07:16 – Der Wecker klingelt und Janus blickt mit einem täuschend echtem Lächeln auf die Uhr. Jeden Tag, seit nunmehr länger als er sich erinnern kann, spielt diese Uhrzeit eine tragende Rolle in seinem Leben. Damals, als er noch lachen konnte, war ihm nicht klar, dass es einmal so einfach werden könnte. In seinem Inneren versteckt, liegt ein Pulverfass, eine Ladung, die nur darauf wartet, dass ein Funke überspringt und in ihm die ganze Last seines Daseins explodiert. Welche Tragödie. Er besinnt sich und setzt wieder sein Lächeln auf. Der Tag vergeht.
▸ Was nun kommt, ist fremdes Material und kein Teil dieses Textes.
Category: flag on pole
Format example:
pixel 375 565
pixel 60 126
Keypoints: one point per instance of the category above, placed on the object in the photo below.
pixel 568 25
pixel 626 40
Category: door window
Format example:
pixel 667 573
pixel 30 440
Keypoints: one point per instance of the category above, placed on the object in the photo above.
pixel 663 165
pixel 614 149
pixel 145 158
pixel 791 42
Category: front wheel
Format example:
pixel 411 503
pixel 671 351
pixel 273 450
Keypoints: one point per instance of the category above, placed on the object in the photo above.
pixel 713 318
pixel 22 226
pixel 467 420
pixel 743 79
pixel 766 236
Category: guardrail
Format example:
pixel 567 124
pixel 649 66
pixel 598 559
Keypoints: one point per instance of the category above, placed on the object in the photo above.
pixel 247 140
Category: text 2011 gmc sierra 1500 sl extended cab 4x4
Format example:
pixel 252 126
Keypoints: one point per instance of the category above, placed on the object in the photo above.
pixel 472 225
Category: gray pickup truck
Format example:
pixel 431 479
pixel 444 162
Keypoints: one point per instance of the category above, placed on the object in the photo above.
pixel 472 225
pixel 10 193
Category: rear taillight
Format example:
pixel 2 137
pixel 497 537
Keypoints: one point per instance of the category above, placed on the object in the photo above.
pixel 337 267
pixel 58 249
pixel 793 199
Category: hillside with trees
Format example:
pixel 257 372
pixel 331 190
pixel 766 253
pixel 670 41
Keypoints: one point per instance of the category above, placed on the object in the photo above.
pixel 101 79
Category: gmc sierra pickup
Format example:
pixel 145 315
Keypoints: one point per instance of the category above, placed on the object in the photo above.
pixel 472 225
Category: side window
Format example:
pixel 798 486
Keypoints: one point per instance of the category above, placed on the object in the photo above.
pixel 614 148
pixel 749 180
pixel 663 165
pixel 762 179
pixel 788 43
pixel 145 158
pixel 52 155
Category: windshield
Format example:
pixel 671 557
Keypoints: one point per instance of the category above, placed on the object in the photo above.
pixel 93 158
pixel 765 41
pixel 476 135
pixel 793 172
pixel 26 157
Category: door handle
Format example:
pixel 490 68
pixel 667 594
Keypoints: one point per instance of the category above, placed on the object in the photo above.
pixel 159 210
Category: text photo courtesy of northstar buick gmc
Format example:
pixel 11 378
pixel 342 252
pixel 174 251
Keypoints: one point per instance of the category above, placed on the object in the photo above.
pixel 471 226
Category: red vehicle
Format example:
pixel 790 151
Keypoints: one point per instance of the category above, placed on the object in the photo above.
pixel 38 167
07:16 – Der Wecker klingelt und Janus hebt mit einer täuschend echten Träne im Auge den Kopf. Jeden Tag, seit nunmehr länger als er sich erinnern will, heuchelt diese Uhrzeit ihm eine trübe Wahrheit vor. Damals, als er noch Weinen konnte, war ihm nicht klar, dass es einmal so schwer werden könnte. Sein Äußeres ist wie die Lunte, die nur darauf wartet, dass der Funke überspringt und ihn für eine kurze Dauer aufstrahlen lässt, damit er wenigstens kurz erstrahlt. Welche Komödie. Er besinnt sich und setzt wieder sein Lächeln auf. Der Tag vergeht.
07:16 – Der Wecker klingelt und Janus springt mit täuschend echtem Elan aus dem Bett. Jeden Tag, seit nunmehr länger als er sich wünschen kann, spottet diese Uhrzeit über sein Verhalten. Damals, als er noch träge im Bett liegen blieb, war ihm nicht klar, dass es einmal so spaßig werden könnte. Seine Sammlung wird von Tag zu Tag größer und irgendwann wird er nicht mehr in der Lage sein, sein Gesicht unter all diese Masken wieder zu finden. Welches Schauspiel. Er besinnt sich und tanzt fröhlich in den Morgen hinein. Der Tag vergeht.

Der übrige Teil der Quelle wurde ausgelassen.